Class TextBuffer

java.lang.Object
com.ctc.wstx.util.TextBuffer

public final class TextBuffer extends Object
TextBuffer is a class similar to StringBuilder, with following differences:
  • TextBuffer uses segments character arrays, to avoid having to do additional array copies when array is not big enough. This means that only reallocating that is necessary is done only once -- if and when caller wants to access contents in a linear array (char[], String).
  • TextBuffer is not synchronized.

Over time more and more cruft has accumulated here, mostly to support efficient access to collected text. Since access is easiest to do efficiently using callbacks, this class now needs to known interfaces of SAX classes and validators.
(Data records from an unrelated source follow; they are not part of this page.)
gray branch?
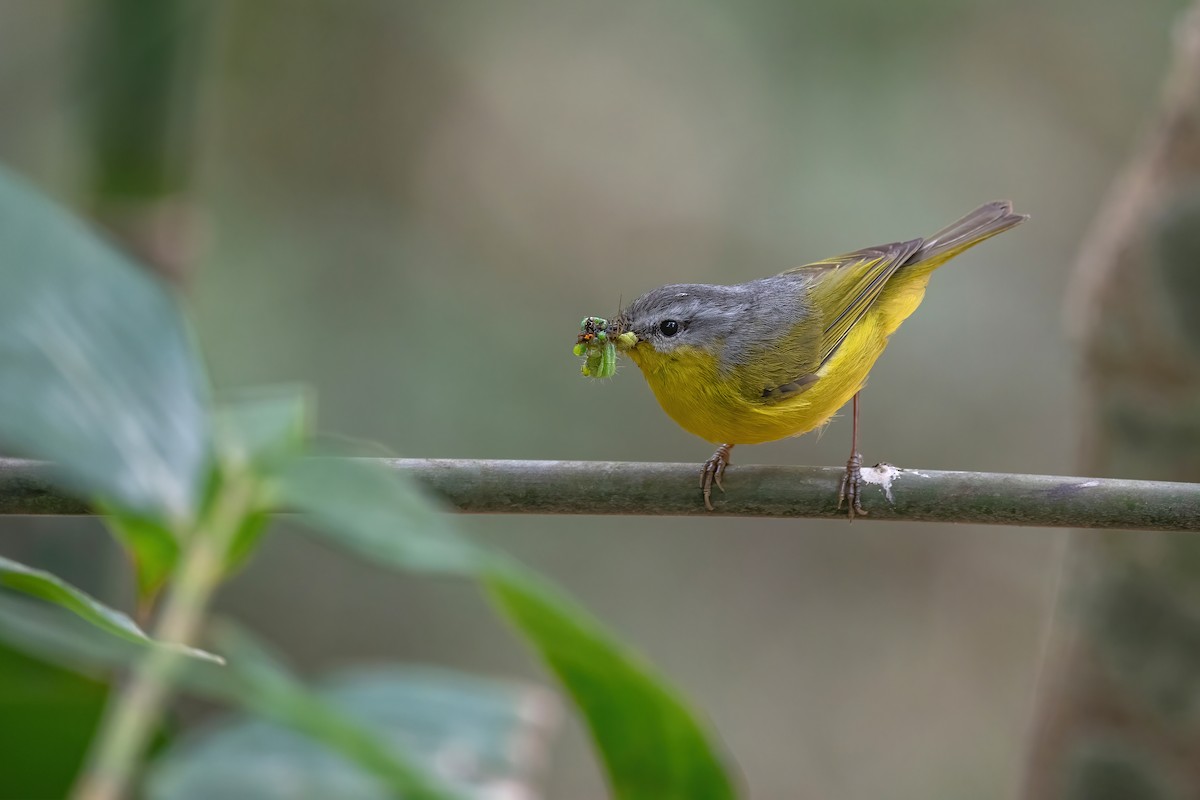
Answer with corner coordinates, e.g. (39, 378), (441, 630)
(0, 458), (1200, 530)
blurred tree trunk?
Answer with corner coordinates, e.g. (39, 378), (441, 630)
(83, 0), (218, 283)
(1024, 2), (1200, 800)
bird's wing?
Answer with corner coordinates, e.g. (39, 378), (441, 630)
(762, 239), (925, 403)
(782, 239), (925, 368)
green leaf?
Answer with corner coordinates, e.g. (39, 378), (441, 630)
(0, 169), (210, 522)
(146, 648), (553, 800)
(101, 504), (180, 606)
(150, 626), (461, 800)
(0, 593), (525, 800)
(0, 557), (221, 663)
(486, 567), (737, 800)
(276, 458), (491, 577)
(216, 385), (313, 471)
(274, 459), (737, 800)
(216, 386), (313, 572)
(0, 644), (108, 799)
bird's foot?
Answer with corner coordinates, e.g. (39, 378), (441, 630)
(838, 451), (866, 522)
(700, 445), (733, 511)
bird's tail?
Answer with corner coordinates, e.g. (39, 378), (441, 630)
(901, 200), (1030, 270)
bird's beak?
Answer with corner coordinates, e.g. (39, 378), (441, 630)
(607, 314), (640, 350)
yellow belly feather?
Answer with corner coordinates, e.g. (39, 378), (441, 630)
(628, 268), (947, 445)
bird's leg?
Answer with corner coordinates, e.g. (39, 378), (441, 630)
(700, 445), (733, 511)
(838, 392), (866, 522)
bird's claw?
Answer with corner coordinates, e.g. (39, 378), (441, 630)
(838, 452), (866, 522)
(700, 445), (731, 511)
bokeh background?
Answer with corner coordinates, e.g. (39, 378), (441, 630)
(0, 0), (1183, 800)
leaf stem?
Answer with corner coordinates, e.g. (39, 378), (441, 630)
(72, 475), (256, 800)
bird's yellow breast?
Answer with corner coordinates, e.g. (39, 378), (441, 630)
(628, 276), (928, 445)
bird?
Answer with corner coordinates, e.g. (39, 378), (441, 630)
(576, 200), (1028, 519)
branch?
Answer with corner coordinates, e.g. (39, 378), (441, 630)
(0, 458), (1200, 530)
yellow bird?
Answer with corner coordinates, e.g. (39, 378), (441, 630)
(576, 201), (1028, 518)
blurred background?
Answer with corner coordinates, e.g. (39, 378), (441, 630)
(0, 0), (1183, 800)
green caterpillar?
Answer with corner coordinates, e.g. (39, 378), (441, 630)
(574, 317), (617, 378)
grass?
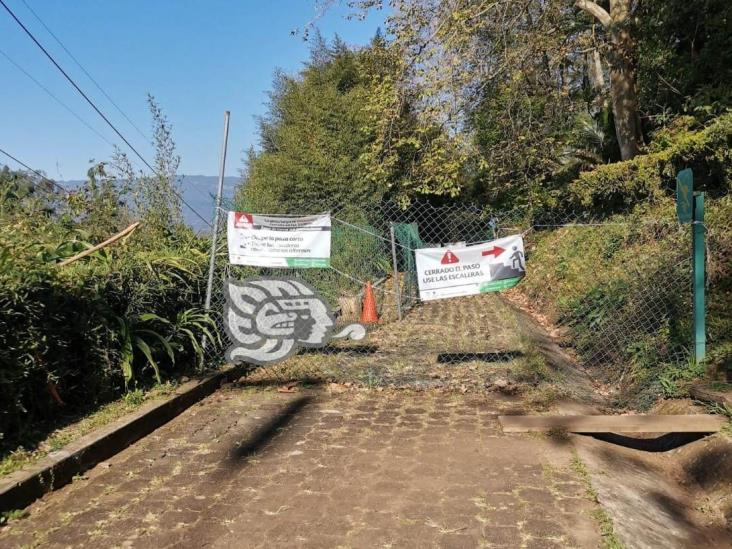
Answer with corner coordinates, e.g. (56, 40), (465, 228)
(0, 382), (176, 477)
(572, 450), (625, 549)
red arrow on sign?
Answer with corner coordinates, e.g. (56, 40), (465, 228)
(480, 246), (506, 257)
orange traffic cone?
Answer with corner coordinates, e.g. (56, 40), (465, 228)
(359, 280), (379, 324)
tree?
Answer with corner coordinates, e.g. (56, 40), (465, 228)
(111, 95), (183, 234)
(575, 0), (643, 160)
(237, 35), (461, 213)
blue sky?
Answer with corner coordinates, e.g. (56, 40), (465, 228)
(0, 0), (385, 180)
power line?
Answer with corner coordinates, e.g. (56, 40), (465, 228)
(0, 49), (114, 147)
(21, 0), (148, 140)
(0, 149), (71, 194)
(0, 0), (213, 227)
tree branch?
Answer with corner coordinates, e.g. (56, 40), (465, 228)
(574, 0), (613, 28)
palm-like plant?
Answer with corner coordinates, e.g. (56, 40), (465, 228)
(115, 313), (175, 387)
(115, 308), (221, 386)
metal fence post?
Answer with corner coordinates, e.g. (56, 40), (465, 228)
(692, 193), (707, 362)
(200, 111), (230, 372)
(389, 222), (402, 320)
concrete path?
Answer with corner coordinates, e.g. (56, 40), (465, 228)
(0, 388), (600, 549)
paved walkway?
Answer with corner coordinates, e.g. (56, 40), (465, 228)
(0, 388), (600, 549)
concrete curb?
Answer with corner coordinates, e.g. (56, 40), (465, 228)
(0, 366), (239, 512)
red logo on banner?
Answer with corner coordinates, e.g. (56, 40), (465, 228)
(440, 250), (460, 265)
(234, 212), (254, 229)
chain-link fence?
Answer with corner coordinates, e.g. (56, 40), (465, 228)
(202, 202), (691, 396)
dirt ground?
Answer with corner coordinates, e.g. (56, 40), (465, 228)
(250, 293), (599, 408)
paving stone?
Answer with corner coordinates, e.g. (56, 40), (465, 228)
(0, 390), (599, 548)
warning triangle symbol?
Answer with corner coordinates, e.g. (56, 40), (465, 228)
(440, 250), (460, 265)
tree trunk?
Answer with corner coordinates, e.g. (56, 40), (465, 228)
(609, 0), (643, 160)
(575, 0), (643, 160)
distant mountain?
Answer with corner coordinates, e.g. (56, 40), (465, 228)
(60, 175), (240, 230)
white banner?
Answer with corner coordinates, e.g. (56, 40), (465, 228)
(226, 212), (330, 268)
(414, 235), (526, 301)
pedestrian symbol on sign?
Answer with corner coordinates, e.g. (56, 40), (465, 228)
(440, 250), (460, 265)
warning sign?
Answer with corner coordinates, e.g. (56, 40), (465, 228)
(226, 212), (331, 268)
(414, 235), (526, 301)
(440, 250), (460, 265)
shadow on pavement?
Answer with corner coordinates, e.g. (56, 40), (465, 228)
(585, 433), (711, 452)
(437, 351), (524, 364)
(226, 395), (312, 467)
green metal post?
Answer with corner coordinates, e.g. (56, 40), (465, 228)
(691, 193), (707, 362)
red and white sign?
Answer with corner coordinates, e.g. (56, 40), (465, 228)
(440, 250), (460, 265)
(414, 235), (526, 301)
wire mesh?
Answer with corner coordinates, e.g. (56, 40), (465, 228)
(200, 202), (691, 389)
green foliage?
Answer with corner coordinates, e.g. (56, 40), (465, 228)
(236, 33), (460, 213)
(633, 0), (732, 122)
(565, 113), (732, 215)
(0, 98), (218, 450)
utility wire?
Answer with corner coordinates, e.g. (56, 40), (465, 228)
(0, 49), (114, 147)
(0, 0), (213, 228)
(21, 0), (148, 140)
(0, 149), (71, 194)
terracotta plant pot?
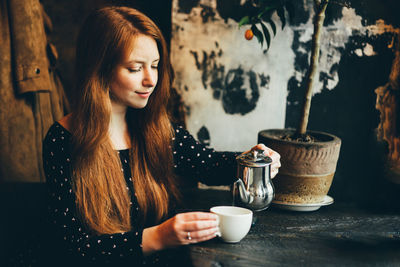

Notes about usage: for debugging purposes, it's suggested to use toString() method, as opposed to contentsAsArray() or contentsAsString(). Internally resulting code paths may or may not be different, WRT caching.

  • Field Details

    • DEF_INITIAL_BUFFER_SIZE

      static final int DEF_INITIAL_BUFFER_SIZE
      Size of the first text segment buffer to allocate; need not contain the biggest segment, since new ones will get allocated as needed. However, it's sensible to use something that often is big enough to contain segments.
      See Also:
    • MAX_SEGMENT_LENGTH

      static final int MAX_SEGMENT_LENGTH
      We will also restrict maximum length of individual segments to allocate (not including cases where we must return a single segment). Value is somewhat arbitrary, let's use it so that memory used is no more than 1/2 megabytes.
      See Also:
    • INT_SPACE

      static final int INT_SPACE
      See Also:
    • mConfig

      private final ReaderConfig mConfig
    • mInputBuffer

      private char[] mInputBuffer
      Shared input buffer; stored here in case some input can be returned as is, without being copied to collector's own buffers. Note that this is read-only for this Objet.
    • mInputStart

      private int mInputStart
      Character offset of first char in input buffer; -1 to indicate that input buffer currently does not contain any useful char data
    • mInputLen

      private int mInputLen
      When using shared buffer, offset after the last character in shared buffer
    • mHasSegments

      private boolean mHasSegments
    • mSegments

      private ArrayList<char[]> mSegments
      List of segments prior to currently active segment.
    • mSegmentSize

      private int mSegmentSize
      Amount of characters in segments in mSegments
    • mCurrentSegment

      private char[] mCurrentSegment
    • mCurrentSize

      private int mCurrentSize
      Number of characters in currently active (last) segment
    • mResultString

      private String mResultString
      String that will be constructed when the whole contents are needed; will be temporarily stored in case asked for again.
    • mResultArray

      private char[] mResultArray
    • MAX_INDENT_SPACES

      public static final int MAX_INDENT_SPACES
      See Also:
    • MAX_INDENT_TABS

      public static final int MAX_INDENT_TABS
      See Also:
    • sIndSpaces

      private static final String sIndSpaces
      See Also:
    • sIndSpacesArray

      private static final char[] sIndSpacesArray
    • sIndSpacesStrings

      private static final String[] sIndSpacesStrings
    • sIndTabs

      private static final String sIndTabs
      See Also:
    • sIndTabsArray

      private static final char[] sIndTabsArray
    • sIndTabsStrings

      private static final String[] sIndTabsStrings
  • Constructor Details

  • Method Details

    • createRecyclableBuffer

      public static TextBuffer createRecyclableBuffer(ReaderConfig cfg)
    • createTemporaryBuffer

      public static TextBuffer createTemporaryBuffer()
    • recycle

      public void recycle(boolean force)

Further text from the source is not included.